At a high level, NTP or the Network Time Protocol is a network-based protocol and standard by which distributed computer systems can synchronize their time with UTC. The protocol also defines a means by which these systems can passively listen to updates for upcoming leap second adjustments (more on that later).
How do they work?
NTP defines different “stratum” or tiers from GPS or atomic clocks (Stratum 0) down to computers synchronized to a microsecond (stratum 1) and so on until you reach Stratum 16 which NTP defines as unsynchronized.
The stratum number is used to measure the distance between a given device and the “ultimate” time source Stratum 0. This number means NTP can prevent cyclical dependencies too.
As you go down the chain, each “tier” is configured to synchronize with the tier above it. A given device in a tier may sanity check other computers that are in the same stratum (asides from stratum 0). Furthermore, a single computer may query multiple computers from the tier above to gain even more accuracy.
You may think your service needs to be ultra-accurate, therefore you should synchronize based on Stratum-0. Alas, unless you are working in Goldman Sachs, this precision is probably unnecessary. Stratum 1 is used for all primary time servers e.g., time.google.com.
Now how do we actually calculate the time? The client will go and query multiple computers for the time. The client then calculates the offset between its time and the time it received from the computers taking into account the round-trip delay. And hey presto you’ve got time! A computer usually does this sync around once every 10 minutes by dispatching a UDP packet to the desired synchronization servers.
Why do they exist?
This was the big question I was attempting to answer with this research. Why do we need them? Can’t computers keep their own time?
Keeping time is notoriously difficult on something that is not always going to be running like a computer. Furthermore, computers get hot, experience high loads and other factors which could affect it keeping the correct time even when it is on. Additionally, time is relative, literally. If it weren’t for NTP then satellites would not work, since they orbit the globe and therefore experience time at a much quicker rate than us Earth dwellers. There needs to be something else.
On top of all this, the Earth’s orbit is a bit awkward.
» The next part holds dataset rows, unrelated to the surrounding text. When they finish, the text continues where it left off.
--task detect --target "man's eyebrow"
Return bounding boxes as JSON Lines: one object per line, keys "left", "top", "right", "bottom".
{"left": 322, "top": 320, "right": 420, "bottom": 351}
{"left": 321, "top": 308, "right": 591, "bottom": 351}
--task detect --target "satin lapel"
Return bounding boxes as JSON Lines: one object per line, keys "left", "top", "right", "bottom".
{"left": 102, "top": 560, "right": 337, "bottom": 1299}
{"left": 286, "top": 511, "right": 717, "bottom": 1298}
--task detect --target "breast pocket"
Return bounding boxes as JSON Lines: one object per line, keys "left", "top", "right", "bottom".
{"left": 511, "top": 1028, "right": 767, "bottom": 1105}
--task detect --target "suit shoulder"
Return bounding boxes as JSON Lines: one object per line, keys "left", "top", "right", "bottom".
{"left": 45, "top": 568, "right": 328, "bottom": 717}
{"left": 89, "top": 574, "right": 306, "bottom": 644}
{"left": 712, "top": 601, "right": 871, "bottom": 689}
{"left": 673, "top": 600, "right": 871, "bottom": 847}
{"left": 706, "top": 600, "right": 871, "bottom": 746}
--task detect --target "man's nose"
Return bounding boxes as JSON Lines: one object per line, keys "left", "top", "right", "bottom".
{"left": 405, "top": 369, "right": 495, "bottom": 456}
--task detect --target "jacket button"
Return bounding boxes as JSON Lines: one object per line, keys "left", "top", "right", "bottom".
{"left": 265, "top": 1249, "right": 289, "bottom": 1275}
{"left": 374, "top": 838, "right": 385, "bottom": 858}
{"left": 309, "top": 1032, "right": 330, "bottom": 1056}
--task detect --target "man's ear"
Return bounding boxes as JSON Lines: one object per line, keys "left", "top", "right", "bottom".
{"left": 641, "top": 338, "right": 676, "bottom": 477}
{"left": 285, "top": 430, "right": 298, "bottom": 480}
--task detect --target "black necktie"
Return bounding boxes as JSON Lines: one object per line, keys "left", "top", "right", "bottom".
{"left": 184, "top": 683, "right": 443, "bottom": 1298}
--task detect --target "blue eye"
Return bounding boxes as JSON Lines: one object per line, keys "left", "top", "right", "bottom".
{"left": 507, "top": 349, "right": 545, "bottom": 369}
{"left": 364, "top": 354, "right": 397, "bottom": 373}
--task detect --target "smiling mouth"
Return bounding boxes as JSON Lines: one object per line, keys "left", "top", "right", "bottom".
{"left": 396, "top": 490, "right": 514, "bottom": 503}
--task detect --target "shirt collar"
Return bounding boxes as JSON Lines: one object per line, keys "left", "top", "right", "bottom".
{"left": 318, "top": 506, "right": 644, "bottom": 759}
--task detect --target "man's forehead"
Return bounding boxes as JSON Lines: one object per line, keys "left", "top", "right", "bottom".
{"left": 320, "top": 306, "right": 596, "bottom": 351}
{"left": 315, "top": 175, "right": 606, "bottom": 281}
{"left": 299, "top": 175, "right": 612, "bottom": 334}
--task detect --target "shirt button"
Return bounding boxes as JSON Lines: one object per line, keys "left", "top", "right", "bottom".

An Earth “year” is not exactly 365 days. It’s 365 days 5 hours 48 minutes and 45 seconds. Since we can’t just round off that 5 hours, we have to put it somewhere. The Gregorian calendar does this by introducing a 24 hours day every 4 years at the end of February. Ok simple enough.
But now you learn that not only does it not take exactly 365 days to complete an orbit of the sun, but the Earth’s spin slows and speeds whenever it damn well feels like it. There are a lot of factors that can contribute to the Earth speeding up or slowing down but the main one is tidal friction. But other events such as changes in the convection currents within the mantel and earthquakes have slowed the earth down.
Either way, if we just left clocks to it, they would be off by a large margin even after a single year. NTP helps solve this problem by being able to broadcast changes in time and have that synchronize. Google and Amazons NTP servers both use strategies of leap smears, where a second is broken into small chunks and distributed between noon and the following noon UTC. If this strategy is not taken then a double second or skipped second is introduced depending on whether the time is being increased or decreased.
But why is it essential to keeping computer clocks up to date? To name a few:
-
Stock market — trades need to be nanosecond accurate to guarantee that a certain seller got a certain price from a specific buyer. Exploiting time is how high-frequency trading became so profitable (if you haven’t read about it I highly recommend Michael Lewis’ book Flash Boys).
-
Filesystems — accuracy about when a file was written or read aids in knowing which version is most up to date and allows the filesystem to set recovery points in the cache. This means when you hit CTRL+Z to undo, it always goes back to the last thing! It also enables things like table and row locking in databases by knowing if a request has completed or not.
-
Logs — you need them in order, and computers run very fast. Accuracy in time for these logs is important to trace through the exact order of operations
-
Update times — how many sites have you seen where they have something along the lines of “Last Updated 2 hours ago”. Well if it weren’t for NTP, you wouldn’t have that because if you were in the US and the update came from Japan it would say “Last Updated 5 hours from now”.
There are of course many other use cases for NTP and time synchronization as it underpins the clock of every computer out there. Java brags about being run on over 3 million computers. Well NTP, and all it’s implementations run on every single computer produced since 1985. So take that Oracle.
In any case, NTP sparked my curiosity in low-level systems and protocols and helped me appreciate the foundations of what we today build upon. Understanding them may not improve your code on a meaningful level, but it is vital to have a knowledge of the systems your code run to help you debug and improve performance.